9. The design and operation of management accounting systems are guided by four themes that are important to managers: customer focus, key success factors (cost and efficiency, quality, time, innovation), continuous improvement and benchmarking, and value-chain and supply-chain analysis. The term supply chain describes the flow of goods, services, and information from the initial sources of materials and services to the delivery of products to customers, regardless of whether those activities occur in the same organization or in other organizations. Collectively, the four themes direct the company toward attracting and retaining profitable customers who are satisfied.

10. Three important guidelines help management accountants provide the most value in performing their problem solving, scorekeeping, and attention-directing roles:

a. Employ the cost-benefit approach. This approach guides decision making: resources should be spent if they are expected to better attain company goals in relation to the expected costs of those resources. For example, consider budgeting systems as economic goods. The expected costs of a proposed budgeting system (such as personnel, software, and training) should be compared with its expected benefits, which are the collective decisions of managers that will better attain the company’s goals. In particular, measurement of the expected benefits is seldom easy.
b. Give full recognition to behavioral as well as technical considerations. A management accounting system should have two simultaneous missions for providing information: (i) to help managers make wise economic decisions (the technical mission), and (ii) to help motivate managers and employees to strive for the company’s goals (the behavioral mission). Management is primarily a human activity; the emphasis needs to be on how to help individuals do their jobs better.
c. Use different costs for different purposes. To illustrate this guideline, consider how to account for advertising. For the purpose of preparing financial statements under GAAP, advertising is an expense in the accounting period when it is incurred. For the purpose of determining a product’s selling price, its advertising costs, along with its other costs from all business functions of the value chain, should be taken into account.

11. Most organizations distinguish line management from staff management. Line management is directly responsible for attaining the goals of an organization. Staff management exists to provide advice and assistance to line management. When organizations rely on teams for attaining their goals, the traditional distinction between line and staff management is less clear-cut.

12. The chief financial officer (CFO), a staff management function, is the executive responsible for overseeing the financial operations of an organization, which typically include controllership, treasury, risk management, taxes, and internal audit. The controller, also a staff management function, is the financial executive primarily responsible for both management accounting and financial accounting. In performing the problem-solving and attention-directing roles, the controller “controls” by exerting an influence that helps managers make better informed decisions.

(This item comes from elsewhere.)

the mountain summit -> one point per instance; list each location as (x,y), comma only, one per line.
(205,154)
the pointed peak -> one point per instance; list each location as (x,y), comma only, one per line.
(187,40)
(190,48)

13. Accountants consistently rank high in public opinion surveys on the ethics exhibited by members of different professions. Professional accounting organizations such as the Institute of Management Accountants (IMA), the largest association of management accountants in the United States, play an important role in promoting high ethical standards. For example, the IMA has identified four standards of ethical conduct for management accountants: competence, confidentiality, integrity, and objectivity.